Les entreprises de Hongkong, base asiatique de plus de 1 500 multinationales, se sont rapidement retrouvées sur une corde raide entre les manifestants et le Parti communiste. Celles qui - sous la pression de Pékin et du marché chinois avec ses 1,2 milliard de clients potentiels - ont apporté leur soutien au gouvernement de Hongkong ont été immédiatement ciblées par les manifestants.
Et les actions symboliques sont devenues directes et assorties d’un code couleur. Les lieux jaunes sont prodémocratie. Les restaurants bleus, pro-Pékin, sont boycottés par les manifestants. Les cibles rouges sont recouvertes d’autocollants et de tags.
Les centres commerciaux dont les patrons ont soutenu Pékin sont ainsi régulièrement le lieu de flashmobs militantes, comme au chic Pacific Place à Admiralty, propriété de Swire. Ce conglomérat hongkongais est dans le collimateur des manifestants pour avoir obtenu la démission de personnels prodémocratie de la compagnie aérienne Cathay Pacific dont il est le principal actionnaire.
Les restaurants Jade Garden et les Starbucks, propriétés du groupe Maxim’s Caterers cristallisent, eux, l’ire de militants, depuis qu’Annie Wu, fille du fondateur de cette entreprise hongkongaise, a vilipendé les « émeutiers » au Conseil des droits de l’homme des Nations unies à Genève.
Puis il y a les actions plus violentes contre les points noirs : les entreprises chinoises ou gouvernementales que certains s’attellent à détruire et brûler.

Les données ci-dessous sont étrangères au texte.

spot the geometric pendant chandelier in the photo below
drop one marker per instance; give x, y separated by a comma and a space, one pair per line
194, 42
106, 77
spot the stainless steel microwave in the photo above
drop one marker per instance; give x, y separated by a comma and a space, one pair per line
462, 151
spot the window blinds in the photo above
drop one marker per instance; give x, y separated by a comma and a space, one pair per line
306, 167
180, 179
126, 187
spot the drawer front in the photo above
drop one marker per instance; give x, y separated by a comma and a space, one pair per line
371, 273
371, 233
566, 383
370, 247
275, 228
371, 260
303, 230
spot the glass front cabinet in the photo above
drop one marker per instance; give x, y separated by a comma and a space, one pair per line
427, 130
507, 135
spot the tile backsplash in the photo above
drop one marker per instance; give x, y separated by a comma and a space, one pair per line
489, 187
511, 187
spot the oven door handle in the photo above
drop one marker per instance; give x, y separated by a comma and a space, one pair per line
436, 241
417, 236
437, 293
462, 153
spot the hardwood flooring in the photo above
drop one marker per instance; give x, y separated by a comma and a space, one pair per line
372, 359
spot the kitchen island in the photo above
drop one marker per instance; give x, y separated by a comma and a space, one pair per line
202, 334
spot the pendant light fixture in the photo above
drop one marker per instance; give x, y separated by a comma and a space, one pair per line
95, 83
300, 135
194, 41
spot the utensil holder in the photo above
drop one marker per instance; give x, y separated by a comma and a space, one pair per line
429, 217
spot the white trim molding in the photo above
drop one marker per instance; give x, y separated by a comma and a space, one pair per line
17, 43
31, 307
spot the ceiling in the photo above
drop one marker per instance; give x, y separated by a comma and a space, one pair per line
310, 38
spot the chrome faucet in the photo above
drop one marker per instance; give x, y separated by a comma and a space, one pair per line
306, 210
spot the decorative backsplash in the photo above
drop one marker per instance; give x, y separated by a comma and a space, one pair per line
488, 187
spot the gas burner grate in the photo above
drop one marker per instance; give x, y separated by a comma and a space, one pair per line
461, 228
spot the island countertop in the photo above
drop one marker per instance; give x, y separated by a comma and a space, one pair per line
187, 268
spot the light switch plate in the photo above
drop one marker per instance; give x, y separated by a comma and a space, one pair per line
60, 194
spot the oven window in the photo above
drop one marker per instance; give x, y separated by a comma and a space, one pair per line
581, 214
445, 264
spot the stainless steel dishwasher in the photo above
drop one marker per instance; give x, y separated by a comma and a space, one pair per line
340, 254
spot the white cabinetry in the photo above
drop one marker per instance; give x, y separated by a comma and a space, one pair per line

La colère a donc désormais basculé dans une autre dimension.
– Cette politique de la terre brûlée, si elle contribue à mettre l’économie de Hongkong à terre, ne fait pas pour autant plier les autorités.
– Mais elle ne semble pas non plus être désavouée par la plupart des manifestants qui, selon un sondage publié fin septembre par plusieurs universités, soutenaient ces méthodes radicales.